Metronome mingles rustic acoustic and rippling electronic textures into a psych-folk groove that looks straight back to the Grateful Dead. Swamp builds from a slowly stalking, insectile intro to a nocturnally hypnotic sway that’s part Dead and part Norden Bombsight, then a creepy reverb-fueled southwestern gothic interlude.
Clint contrasts Bell’s stark vocals with Marshall’s more low-key delivery over brooding Americana-flavored psychedelia: “Is that how you got that ribbon and that scar?” Bell asks pointedly, Marshall ripping the lid off with a snarling reverb guitar solo a little later on. Lies takes a familiar Lou Reed theme and reinvents it with a punchier beat via Rizzo’s menacing tumbles and rolls, Nero’s neo-Motown groove and Marshall’s diamond-cutter tremolopicking.

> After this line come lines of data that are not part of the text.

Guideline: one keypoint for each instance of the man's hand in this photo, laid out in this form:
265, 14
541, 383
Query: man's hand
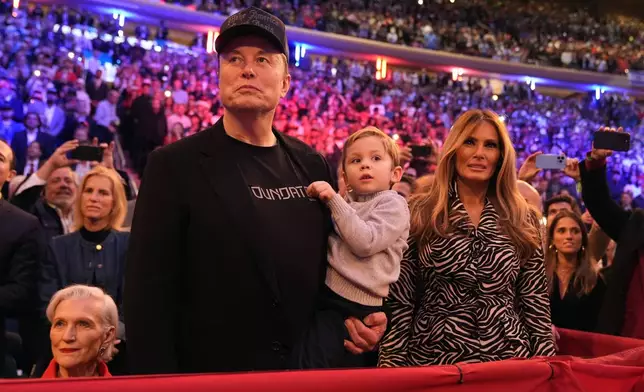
599, 154
321, 190
108, 154
365, 335
529, 170
572, 169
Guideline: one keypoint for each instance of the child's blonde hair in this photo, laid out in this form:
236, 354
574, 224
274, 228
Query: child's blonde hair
391, 148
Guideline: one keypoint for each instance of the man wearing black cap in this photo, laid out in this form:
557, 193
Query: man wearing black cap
223, 274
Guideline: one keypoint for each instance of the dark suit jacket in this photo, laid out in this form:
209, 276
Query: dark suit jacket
626, 228
22, 249
19, 146
201, 293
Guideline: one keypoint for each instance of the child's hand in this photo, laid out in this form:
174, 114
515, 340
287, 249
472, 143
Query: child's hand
322, 190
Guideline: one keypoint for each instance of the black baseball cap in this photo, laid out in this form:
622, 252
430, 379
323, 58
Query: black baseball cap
253, 21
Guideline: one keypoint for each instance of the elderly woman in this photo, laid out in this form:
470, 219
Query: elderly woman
84, 324
472, 285
94, 253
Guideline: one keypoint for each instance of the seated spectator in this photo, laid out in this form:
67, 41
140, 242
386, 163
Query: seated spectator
576, 287
84, 325
49, 194
22, 249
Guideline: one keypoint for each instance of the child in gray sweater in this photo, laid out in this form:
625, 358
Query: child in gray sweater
364, 252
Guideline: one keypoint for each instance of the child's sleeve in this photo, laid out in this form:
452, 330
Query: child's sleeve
386, 223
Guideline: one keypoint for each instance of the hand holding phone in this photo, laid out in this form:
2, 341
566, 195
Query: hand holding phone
551, 162
87, 153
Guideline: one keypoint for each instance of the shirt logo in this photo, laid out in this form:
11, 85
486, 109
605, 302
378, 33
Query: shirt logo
283, 193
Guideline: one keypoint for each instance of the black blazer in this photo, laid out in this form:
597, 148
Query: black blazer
22, 248
200, 293
626, 228
19, 146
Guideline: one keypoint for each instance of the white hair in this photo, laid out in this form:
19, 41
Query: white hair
109, 318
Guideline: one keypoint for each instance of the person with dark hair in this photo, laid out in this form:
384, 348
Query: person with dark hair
22, 248
243, 192
576, 286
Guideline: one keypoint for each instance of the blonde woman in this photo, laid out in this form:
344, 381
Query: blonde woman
472, 286
94, 254
84, 324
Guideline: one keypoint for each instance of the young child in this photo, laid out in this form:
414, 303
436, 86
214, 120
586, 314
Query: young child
364, 252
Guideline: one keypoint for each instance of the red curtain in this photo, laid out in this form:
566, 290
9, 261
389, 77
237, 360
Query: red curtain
616, 365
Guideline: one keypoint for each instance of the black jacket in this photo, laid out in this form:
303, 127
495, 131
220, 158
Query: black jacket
626, 228
22, 249
201, 294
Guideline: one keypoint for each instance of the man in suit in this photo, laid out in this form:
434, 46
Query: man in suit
224, 273
21, 249
32, 133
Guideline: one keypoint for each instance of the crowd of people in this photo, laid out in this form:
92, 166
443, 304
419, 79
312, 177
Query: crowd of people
412, 136
520, 31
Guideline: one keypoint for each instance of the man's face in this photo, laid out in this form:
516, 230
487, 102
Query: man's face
6, 156
253, 75
60, 189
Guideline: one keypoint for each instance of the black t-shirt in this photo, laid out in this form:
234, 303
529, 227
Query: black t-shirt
293, 223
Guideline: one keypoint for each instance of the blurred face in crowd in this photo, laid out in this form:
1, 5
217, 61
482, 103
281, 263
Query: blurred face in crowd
33, 151
180, 109
61, 188
253, 75
7, 114
368, 167
477, 157
156, 105
6, 156
77, 334
97, 199
32, 121
113, 97
567, 236
554, 208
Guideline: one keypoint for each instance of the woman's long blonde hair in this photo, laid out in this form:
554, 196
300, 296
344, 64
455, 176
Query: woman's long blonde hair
430, 211
119, 209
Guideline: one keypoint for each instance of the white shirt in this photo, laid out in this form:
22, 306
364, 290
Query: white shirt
31, 167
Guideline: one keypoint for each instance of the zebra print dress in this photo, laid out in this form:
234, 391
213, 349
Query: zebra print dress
468, 298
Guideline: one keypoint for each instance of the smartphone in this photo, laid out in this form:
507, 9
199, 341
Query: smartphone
421, 151
87, 153
614, 141
551, 161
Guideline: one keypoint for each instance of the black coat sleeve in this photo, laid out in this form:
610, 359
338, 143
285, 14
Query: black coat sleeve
596, 194
20, 283
152, 270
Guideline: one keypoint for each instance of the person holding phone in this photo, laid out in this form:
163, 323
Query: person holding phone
622, 311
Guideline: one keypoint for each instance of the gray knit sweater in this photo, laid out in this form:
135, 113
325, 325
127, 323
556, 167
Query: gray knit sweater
367, 246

Daphane’s Counter builds from spare, nocturnal country-blues ambience to a hypnotic paisley underground sway: the mantra is “that particular shadow looks like you.” I’m Harry Cleveland takes a brief, breathless departure into X-style punk rock; then the band methodically work their way from spacey atmospherics to an unhinged, funky pulse with Grey Room. From there they make their way through an unexpectedly poppy number spiced with jaunty baritone sax, then an equally successful detour into oldschool soul. They close the album with the distantly disquieting Mockingbird and its early 70s Pink Floyd resonance: “Put away the mockingbird inside your lungs, keep your cellular calls to a minimum,” Rizzo sings as the band rises to a squall. As psychedelic art-rock in 2014 goes, it doesn’t get any better than this. Is this the best album of the year? It’s one of the best half-dozen or so, no question.